In spring 2014, I was approached by the director (the “health care facility’s director,” the “director” or “my director client”) of a large health care facility owned and operated by a county within the State of New Jersey. Days earlier, the chief officer of the county’s health services department had brought a disciplinary proceeding charging the director with supposed “inefficient management,” “inability to perform duties,” “ineffective leadership,” and “insubordination.”
Because of these major disciplinary charges, the health care facility’s director faced termination, suspension, or other punishment. The director retained my law firm to defend him in this disciplinary proceeding.
The chief officer of the county’s health services department — in issuing a euphemistically-termed “employee counseling statement” seeking discipline against my director client — relied on a facility patient’s unfortunate, unremarkable fracturing of her right hip and a bone in her left foot several weeks earlier.
I interviewed the health care facility’s director at length. In addition, I obtained from the director, and reviewed, the employee counseling statement, medical records of the injuries incurred by the health care facility’s patient, the facility’s supervisor of nursing’s report to the State about the patient’s injuries, and documents about the director’s three-year tenure at the health care facility.
My interviews of the director and my review of the relevant documents suggested that the director fully had carried out his supervisory responsibilities with respect to the injuries incurred by the health care facility’s resident, and that he had done so promptly and effectively.
Further, the evidence tended to show that the true reasons that the county’s health services department’s chief officer sought to discipline my director client had nothing to do with the injured patient at all.
Rather, the evidence suggested that the county’s health services department’s chief officer, in violation of the New Jersey Conscientious Employee Protection Act (“NJ CEPA”) and the New Jersey Civil Service Act (the “Civil Service Act” or the “NJCSA”), vindictively had issued the employee counseling statement to retaliate against the director for, among other things, recently disclosing and objecting, to the county administrator and to the county executive’s chief of staff, that the health care facility and the health services department’s chief officer intransigently were failing, in violation of U.S. Food and Drug Administration (“FDA”) regulations, to remedy the dire hazards of bed entrapment existing at the facility.
Specifically, 77% of the health care facility’s beds placed the facility’s sick or disabled patients at high risk of becoming entrapped in, and injured by, the side rails attached to their beds.
I learned that, despite these known hazards of bed entrapment which threatened the health care facility’s patients, the county’s health services department’s chief officer flatly had rejected my director client’s recommendation to retrofit or replace the facility’s beds that violated FDA guidelines on bed entrapment. I found out that the health services department’s chief officer callously had asserted that retrofitting or replacing the facility’s non-compliant beds was too expensive.

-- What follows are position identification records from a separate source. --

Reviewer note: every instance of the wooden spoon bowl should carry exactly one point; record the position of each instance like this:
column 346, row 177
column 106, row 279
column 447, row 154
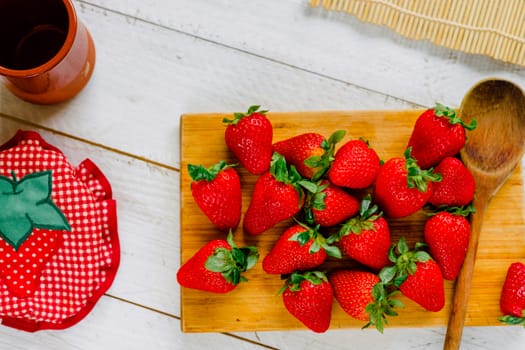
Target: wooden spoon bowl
column 491, row 152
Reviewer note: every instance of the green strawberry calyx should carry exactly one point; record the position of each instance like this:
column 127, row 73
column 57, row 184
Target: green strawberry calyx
column 26, row 204
column 368, row 213
column 449, row 113
column 318, row 241
column 232, row 263
column 289, row 175
column 323, row 162
column 237, row 116
column 382, row 306
column 293, row 281
column 199, row 172
column 405, row 262
column 417, row 177
column 315, row 199
column 460, row 211
column 513, row 320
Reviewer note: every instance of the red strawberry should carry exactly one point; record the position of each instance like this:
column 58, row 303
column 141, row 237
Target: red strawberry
column 402, row 188
column 30, row 230
column 34, row 253
column 309, row 298
column 363, row 296
column 457, row 186
column 218, row 266
column 437, row 133
column 512, row 300
column 447, row 235
column 366, row 237
column 355, row 165
column 310, row 153
column 249, row 137
column 329, row 205
column 298, row 248
column 277, row 196
column 217, row 192
column 416, row 275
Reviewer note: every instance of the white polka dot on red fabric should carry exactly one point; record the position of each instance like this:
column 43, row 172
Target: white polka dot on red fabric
column 71, row 276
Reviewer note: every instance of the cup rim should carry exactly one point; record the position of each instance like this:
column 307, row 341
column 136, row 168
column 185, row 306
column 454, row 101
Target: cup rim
column 58, row 57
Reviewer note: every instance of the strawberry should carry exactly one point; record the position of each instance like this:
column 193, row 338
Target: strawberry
column 298, row 248
column 329, row 205
column 277, row 196
column 363, row 296
column 310, row 152
column 437, row 133
column 309, row 298
column 30, row 228
column 249, row 136
column 457, row 185
column 217, row 267
column 447, row 235
column 217, row 192
column 416, row 275
column 402, row 188
column 365, row 237
column 355, row 165
column 512, row 299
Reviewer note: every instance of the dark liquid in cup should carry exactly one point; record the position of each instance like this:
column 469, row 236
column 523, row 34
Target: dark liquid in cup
column 31, row 32
column 40, row 45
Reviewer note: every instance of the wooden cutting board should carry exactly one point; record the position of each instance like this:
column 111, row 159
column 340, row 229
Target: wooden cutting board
column 255, row 306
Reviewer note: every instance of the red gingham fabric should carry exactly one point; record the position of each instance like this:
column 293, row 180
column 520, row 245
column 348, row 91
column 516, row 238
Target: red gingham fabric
column 55, row 277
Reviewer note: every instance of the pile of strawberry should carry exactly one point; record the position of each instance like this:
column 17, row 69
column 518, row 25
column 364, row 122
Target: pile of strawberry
column 340, row 203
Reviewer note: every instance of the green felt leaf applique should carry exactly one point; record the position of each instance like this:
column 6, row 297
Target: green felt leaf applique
column 26, row 204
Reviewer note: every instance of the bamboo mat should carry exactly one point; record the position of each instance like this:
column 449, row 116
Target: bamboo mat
column 495, row 28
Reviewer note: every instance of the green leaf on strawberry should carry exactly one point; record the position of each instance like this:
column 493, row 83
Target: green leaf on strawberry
column 513, row 320
column 447, row 112
column 231, row 263
column 237, row 116
column 417, row 177
column 26, row 204
column 319, row 241
column 199, row 172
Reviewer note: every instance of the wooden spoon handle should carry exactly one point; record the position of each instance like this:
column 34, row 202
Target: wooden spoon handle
column 462, row 290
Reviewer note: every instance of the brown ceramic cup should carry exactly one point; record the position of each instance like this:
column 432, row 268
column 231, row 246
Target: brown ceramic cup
column 46, row 54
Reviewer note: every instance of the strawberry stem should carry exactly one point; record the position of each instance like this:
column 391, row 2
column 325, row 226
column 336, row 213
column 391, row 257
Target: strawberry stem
column 199, row 172
column 232, row 263
column 237, row 116
column 382, row 306
column 368, row 213
column 513, row 320
column 323, row 161
column 294, row 280
column 319, row 241
column 404, row 262
column 417, row 177
column 447, row 112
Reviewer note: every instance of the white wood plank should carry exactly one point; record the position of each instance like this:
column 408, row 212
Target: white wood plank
column 147, row 76
column 474, row 338
column 331, row 44
column 148, row 218
column 117, row 325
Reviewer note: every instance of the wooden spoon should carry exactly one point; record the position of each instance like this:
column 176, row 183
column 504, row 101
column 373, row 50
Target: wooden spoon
column 491, row 152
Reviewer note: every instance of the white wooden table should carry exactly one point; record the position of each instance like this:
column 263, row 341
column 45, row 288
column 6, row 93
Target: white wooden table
column 157, row 59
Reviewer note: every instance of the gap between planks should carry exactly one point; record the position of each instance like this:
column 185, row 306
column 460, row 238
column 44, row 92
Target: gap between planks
column 89, row 142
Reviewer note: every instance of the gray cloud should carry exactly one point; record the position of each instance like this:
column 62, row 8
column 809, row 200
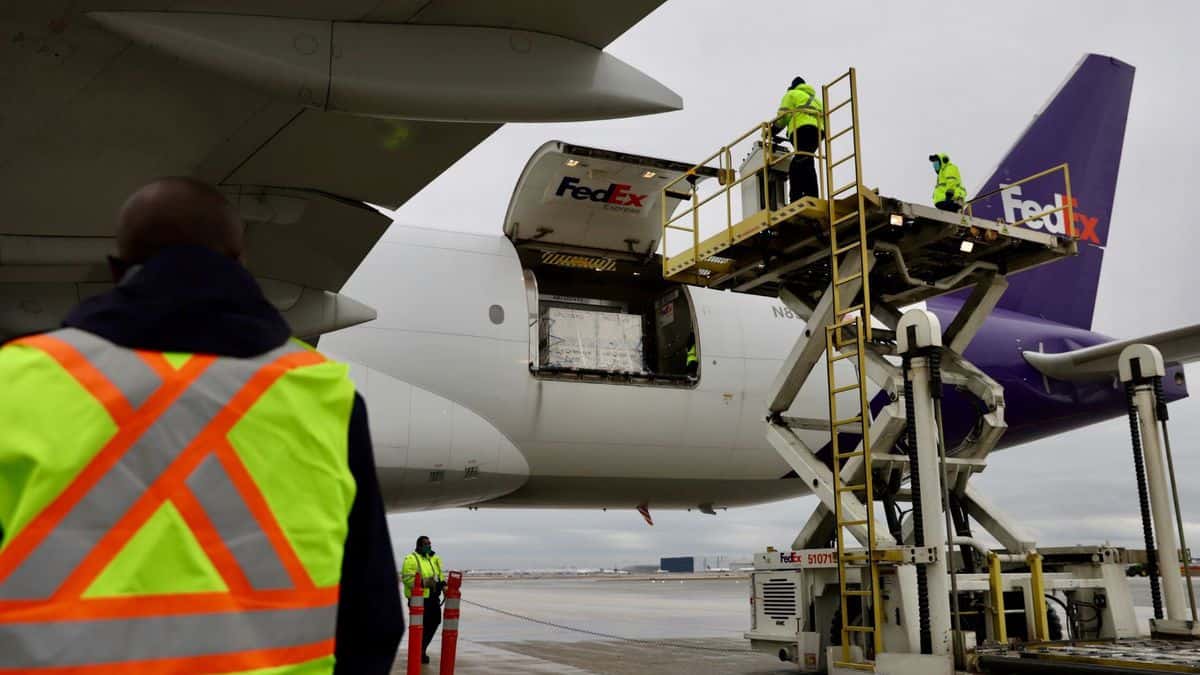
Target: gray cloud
column 964, row 78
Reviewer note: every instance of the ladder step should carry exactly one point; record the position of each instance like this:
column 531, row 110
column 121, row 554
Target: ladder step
column 840, row 106
column 844, row 160
column 844, row 219
column 844, row 189
column 840, row 133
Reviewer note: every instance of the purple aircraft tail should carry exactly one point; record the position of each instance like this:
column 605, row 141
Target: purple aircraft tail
column 1083, row 125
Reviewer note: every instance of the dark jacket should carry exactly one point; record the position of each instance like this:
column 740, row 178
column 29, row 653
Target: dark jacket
column 190, row 299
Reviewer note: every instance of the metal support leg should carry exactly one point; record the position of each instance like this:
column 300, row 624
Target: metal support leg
column 1161, row 507
column 1139, row 364
column 918, row 329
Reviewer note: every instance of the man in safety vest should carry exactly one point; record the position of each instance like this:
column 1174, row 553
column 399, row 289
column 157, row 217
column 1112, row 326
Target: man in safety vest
column 948, row 193
column 804, row 118
column 424, row 560
column 183, row 487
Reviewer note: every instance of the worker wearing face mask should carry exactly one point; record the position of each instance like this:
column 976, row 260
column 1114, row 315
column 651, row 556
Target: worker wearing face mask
column 429, row 565
column 948, row 193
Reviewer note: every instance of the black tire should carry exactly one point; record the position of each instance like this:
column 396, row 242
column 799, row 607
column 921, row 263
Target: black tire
column 1054, row 623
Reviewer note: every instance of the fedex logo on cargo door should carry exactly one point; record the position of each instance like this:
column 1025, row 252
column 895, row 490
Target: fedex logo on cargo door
column 616, row 195
column 1015, row 208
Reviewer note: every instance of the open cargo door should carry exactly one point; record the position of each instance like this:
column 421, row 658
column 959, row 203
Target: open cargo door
column 591, row 202
column 587, row 225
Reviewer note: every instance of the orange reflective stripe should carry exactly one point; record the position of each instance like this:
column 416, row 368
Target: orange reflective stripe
column 28, row 539
column 90, row 377
column 210, row 541
column 253, row 497
column 215, row 663
column 131, row 607
column 172, row 479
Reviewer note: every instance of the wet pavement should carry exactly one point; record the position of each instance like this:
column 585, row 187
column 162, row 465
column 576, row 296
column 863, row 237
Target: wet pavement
column 676, row 627
column 702, row 620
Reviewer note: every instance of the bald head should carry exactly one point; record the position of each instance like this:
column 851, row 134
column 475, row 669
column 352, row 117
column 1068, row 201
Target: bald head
column 178, row 211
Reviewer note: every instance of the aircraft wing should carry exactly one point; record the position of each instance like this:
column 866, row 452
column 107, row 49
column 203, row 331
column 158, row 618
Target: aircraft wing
column 1181, row 345
column 301, row 111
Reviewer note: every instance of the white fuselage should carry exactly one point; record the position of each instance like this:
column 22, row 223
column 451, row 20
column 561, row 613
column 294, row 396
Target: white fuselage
column 459, row 419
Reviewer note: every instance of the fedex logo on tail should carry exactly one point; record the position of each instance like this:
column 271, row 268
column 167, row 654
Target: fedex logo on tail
column 1017, row 208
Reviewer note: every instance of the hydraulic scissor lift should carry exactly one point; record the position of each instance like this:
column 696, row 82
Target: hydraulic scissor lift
column 847, row 262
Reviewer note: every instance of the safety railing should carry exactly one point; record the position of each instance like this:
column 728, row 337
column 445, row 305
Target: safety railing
column 1067, row 208
column 684, row 189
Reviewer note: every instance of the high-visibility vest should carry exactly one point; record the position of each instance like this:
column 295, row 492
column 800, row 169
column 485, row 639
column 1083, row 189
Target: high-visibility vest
column 949, row 183
column 168, row 512
column 804, row 106
column 429, row 567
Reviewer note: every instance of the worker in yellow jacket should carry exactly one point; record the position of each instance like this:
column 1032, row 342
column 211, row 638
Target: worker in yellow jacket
column 804, row 118
column 427, row 562
column 948, row 193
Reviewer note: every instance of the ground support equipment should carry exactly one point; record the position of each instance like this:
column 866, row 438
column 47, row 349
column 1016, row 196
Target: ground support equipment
column 922, row 595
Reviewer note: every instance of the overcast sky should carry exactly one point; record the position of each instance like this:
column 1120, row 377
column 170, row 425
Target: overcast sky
column 957, row 77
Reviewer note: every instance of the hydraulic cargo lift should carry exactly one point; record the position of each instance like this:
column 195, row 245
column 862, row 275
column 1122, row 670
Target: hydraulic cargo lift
column 922, row 595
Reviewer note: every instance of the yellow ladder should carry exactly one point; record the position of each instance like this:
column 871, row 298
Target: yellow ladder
column 846, row 338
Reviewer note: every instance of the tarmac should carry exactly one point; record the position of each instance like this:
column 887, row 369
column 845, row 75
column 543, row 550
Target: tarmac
column 670, row 626
column 701, row 620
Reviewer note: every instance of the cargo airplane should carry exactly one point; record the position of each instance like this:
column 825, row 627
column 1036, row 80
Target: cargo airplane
column 498, row 371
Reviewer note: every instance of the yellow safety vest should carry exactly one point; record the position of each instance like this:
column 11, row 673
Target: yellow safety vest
column 949, row 183
column 804, row 106
column 430, row 568
column 169, row 512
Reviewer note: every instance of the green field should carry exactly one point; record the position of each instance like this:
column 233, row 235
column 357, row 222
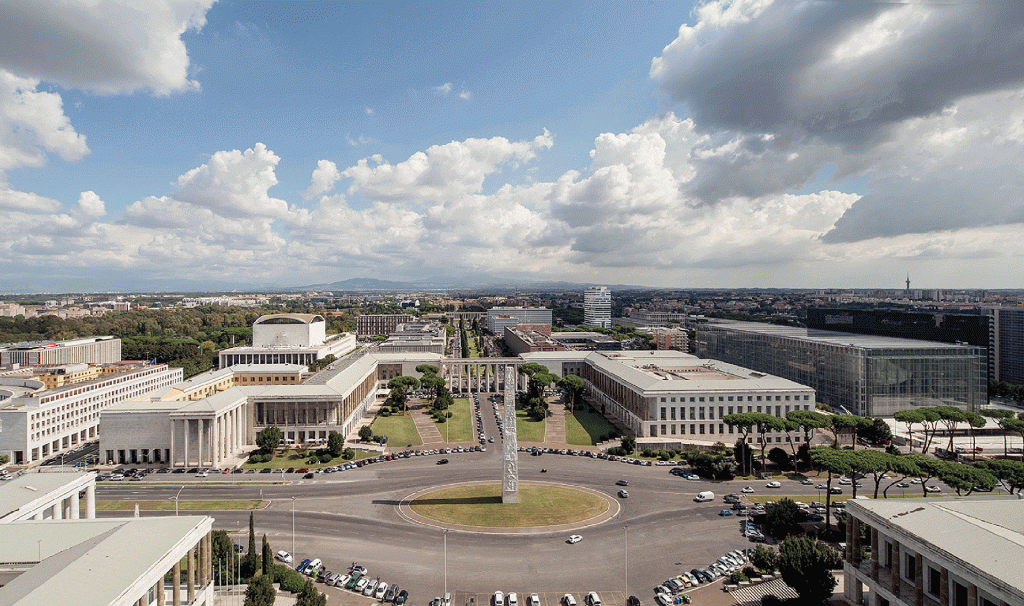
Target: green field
column 399, row 430
column 460, row 427
column 481, row 506
column 289, row 458
column 585, row 428
column 181, row 505
column 527, row 430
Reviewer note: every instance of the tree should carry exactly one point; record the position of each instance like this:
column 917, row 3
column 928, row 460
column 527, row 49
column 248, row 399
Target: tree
column 260, row 593
column 744, row 423
column 764, row 559
column 782, row 517
column 310, row 596
column 335, row 443
column 910, row 418
column 268, row 438
column 966, row 477
column 267, row 557
column 835, row 462
column 928, row 467
column 572, row 386
column 806, row 565
column 1009, row 473
column 251, row 563
column 780, row 458
column 223, row 557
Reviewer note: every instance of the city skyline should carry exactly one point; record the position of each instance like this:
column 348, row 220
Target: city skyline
column 748, row 143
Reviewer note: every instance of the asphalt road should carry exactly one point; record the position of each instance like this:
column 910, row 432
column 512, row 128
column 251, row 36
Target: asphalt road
column 352, row 517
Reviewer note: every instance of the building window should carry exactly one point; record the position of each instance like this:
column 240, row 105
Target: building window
column 934, row 580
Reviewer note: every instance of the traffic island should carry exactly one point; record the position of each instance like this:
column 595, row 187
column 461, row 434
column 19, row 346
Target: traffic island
column 477, row 507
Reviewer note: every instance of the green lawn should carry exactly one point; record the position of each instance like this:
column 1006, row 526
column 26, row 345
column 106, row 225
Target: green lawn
column 460, row 427
column 290, row 458
column 527, row 430
column 481, row 506
column 585, row 428
column 398, row 429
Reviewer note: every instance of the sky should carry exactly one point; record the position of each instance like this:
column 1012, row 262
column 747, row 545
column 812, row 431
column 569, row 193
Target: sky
column 711, row 144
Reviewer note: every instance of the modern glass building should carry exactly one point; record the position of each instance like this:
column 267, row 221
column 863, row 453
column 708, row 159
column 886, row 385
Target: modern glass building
column 863, row 375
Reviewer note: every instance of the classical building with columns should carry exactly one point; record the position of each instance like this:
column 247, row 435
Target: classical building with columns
column 153, row 561
column 935, row 552
column 51, row 494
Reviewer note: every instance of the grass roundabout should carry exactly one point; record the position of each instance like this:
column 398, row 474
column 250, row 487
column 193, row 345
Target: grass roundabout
column 480, row 506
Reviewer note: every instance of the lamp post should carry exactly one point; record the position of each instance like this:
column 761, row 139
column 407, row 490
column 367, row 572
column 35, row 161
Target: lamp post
column 626, row 568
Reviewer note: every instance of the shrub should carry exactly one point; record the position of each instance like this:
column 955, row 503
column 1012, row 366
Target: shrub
column 290, row 579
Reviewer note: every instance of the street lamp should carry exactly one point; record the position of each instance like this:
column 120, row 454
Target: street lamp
column 626, row 568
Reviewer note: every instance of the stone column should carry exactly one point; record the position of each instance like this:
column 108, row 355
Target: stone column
column 919, row 580
column 875, row 554
column 176, row 583
column 190, row 575
column 90, row 503
column 170, row 458
column 894, row 575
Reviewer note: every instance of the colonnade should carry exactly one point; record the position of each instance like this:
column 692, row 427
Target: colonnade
column 201, row 440
column 70, row 508
column 481, row 375
column 897, row 573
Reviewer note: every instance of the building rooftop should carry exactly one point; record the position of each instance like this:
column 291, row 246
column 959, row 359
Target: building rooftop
column 25, row 489
column 835, row 337
column 994, row 525
column 92, row 560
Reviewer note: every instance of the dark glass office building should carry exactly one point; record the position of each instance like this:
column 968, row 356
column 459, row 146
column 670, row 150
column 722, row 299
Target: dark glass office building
column 865, row 375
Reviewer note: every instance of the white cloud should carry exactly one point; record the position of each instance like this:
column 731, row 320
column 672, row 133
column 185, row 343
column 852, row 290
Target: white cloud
column 325, row 176
column 441, row 172
column 105, row 46
column 90, row 206
column 33, row 124
column 236, row 184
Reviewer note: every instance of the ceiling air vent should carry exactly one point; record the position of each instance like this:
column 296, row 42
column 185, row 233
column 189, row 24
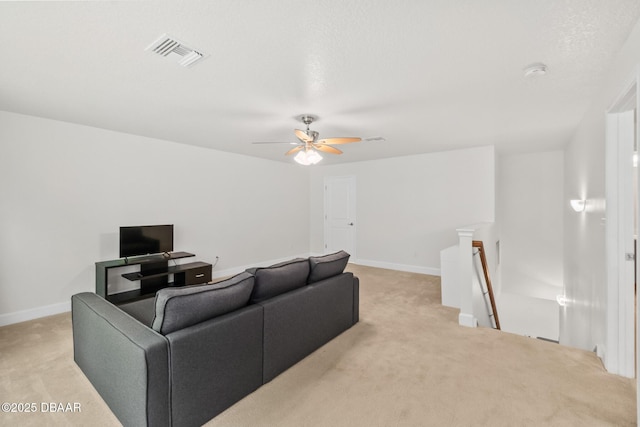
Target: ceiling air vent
column 171, row 47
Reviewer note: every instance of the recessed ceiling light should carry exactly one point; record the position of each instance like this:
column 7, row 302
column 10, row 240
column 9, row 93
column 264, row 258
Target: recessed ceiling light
column 537, row 69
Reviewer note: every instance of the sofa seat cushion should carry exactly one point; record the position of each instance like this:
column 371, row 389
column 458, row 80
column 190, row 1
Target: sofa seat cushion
column 323, row 267
column 178, row 308
column 279, row 278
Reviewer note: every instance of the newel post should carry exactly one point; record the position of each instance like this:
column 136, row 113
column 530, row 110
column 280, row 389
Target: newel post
column 465, row 278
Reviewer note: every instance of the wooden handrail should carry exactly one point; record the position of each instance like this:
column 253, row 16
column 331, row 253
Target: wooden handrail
column 480, row 246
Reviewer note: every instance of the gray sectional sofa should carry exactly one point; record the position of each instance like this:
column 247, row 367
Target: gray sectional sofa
column 187, row 355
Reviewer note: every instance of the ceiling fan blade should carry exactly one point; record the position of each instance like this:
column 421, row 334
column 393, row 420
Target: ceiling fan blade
column 274, row 142
column 294, row 150
column 302, row 136
column 335, row 141
column 327, row 148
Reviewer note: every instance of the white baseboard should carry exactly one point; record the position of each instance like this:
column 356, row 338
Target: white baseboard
column 399, row 267
column 465, row 319
column 34, row 313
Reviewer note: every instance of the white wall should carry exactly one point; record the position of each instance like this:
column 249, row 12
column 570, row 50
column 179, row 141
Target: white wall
column 530, row 210
column 408, row 208
column 66, row 189
column 583, row 323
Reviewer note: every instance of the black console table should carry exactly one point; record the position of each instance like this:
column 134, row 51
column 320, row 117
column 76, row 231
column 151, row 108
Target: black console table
column 153, row 275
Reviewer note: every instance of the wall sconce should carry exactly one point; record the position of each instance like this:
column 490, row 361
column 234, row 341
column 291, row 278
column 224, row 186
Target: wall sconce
column 578, row 205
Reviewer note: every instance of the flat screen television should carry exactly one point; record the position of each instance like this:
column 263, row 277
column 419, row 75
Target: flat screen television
column 145, row 239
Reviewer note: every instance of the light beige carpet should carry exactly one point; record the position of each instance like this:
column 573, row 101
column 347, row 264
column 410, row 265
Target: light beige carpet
column 407, row 363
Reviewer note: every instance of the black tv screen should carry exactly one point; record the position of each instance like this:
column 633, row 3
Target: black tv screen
column 145, row 239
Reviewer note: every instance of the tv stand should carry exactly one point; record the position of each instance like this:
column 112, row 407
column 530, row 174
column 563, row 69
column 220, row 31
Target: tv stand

I drafted, and submitted to the county, a written response to the county’s employee counseling statement. Further, I prepared the director to speak, concerning the county’s disciplinary charges against him, at a lengthy, in-person meeting among the county’s human resources (“HR”) administrator, the county’s assistant HR administrator, the director, and me. After I so prepared him, the director did, in fact, speak at length at that meeting.
In the written statement to the county which I prepared responding to the county’s disciplinary charges against the director, and in the director’s testimony at our meeting with the county’s HR administrator and assistant HR administrator, I and the director explained, in great detail, that (i) my client’s service as director of the health care facility had been exemplary, (ii) the involved patient of the facility had fractured her right hip and a bone in her left foot without any fault by the facility’s staff, and (iii) the director and the facility’s staff had responded promptly and appropriately.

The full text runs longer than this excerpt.